If your refinancing plan involves borrowing the same amount as the original loan but with a longer tenure and/or lower APR, you should consider how the EMIs for this loan will look like. A longer tenure is likely to make the monthly payments much smaller, which should leave you with a significant room in your budget. However, if you end up spending the money you saved through refinancing, you would lose the potential benefit. Instead, put the extra money into a savings account or an emergency fund for future use.
Refinancing an installment loan makes no sense if you end up going for a loan that has a higher APR than the original installment loan. Doing this may lead to even bigger problems than you are currently facing now. It may even push you into a debt trap! Instead, you should only refinance if you find a loan with much lower interest rate than you are currently paying. Just keep in mind, if you also go for a much longer tenure, you may end up paying more in interest charges overtime. So, make sure to do the calculations before making the decision.

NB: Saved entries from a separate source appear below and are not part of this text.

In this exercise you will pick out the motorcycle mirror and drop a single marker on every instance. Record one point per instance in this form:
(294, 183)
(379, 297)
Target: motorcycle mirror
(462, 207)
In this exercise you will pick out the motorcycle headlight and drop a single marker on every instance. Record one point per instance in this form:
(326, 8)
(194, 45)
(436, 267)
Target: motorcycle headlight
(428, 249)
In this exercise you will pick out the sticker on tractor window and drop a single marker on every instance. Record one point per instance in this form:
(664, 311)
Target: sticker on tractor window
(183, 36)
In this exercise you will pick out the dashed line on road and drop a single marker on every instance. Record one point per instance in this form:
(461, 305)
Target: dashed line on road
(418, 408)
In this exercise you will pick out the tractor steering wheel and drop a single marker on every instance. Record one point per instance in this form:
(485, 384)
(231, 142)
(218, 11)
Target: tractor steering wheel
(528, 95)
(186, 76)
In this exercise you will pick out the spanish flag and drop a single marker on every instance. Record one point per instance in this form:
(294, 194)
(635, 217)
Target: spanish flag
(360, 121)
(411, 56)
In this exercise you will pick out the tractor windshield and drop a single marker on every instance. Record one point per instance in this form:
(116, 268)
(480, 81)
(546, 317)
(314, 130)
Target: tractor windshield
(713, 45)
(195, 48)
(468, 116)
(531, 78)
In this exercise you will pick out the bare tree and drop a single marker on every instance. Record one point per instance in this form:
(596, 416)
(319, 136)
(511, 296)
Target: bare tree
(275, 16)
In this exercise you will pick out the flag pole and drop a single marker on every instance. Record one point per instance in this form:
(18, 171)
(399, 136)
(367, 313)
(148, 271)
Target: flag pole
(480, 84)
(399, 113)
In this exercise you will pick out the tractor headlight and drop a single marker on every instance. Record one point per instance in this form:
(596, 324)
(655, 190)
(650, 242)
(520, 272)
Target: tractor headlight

This one primarily applies to borrowers with bad or no credit. Finding bad credit installment loans is fairly easy these days, thanks to online lending platforms. However, before taking up such a loan, make sure that your lender will report payments to the concerned authority. Timely payment on a bad credit installment loan can improve your FICO scores overtime. However, that will not happen if the subprime lender fails to report it.
The choice of refinancing an installment lies entirely with you and your circumstances. Take a good look at your situation and your options before making the final decision.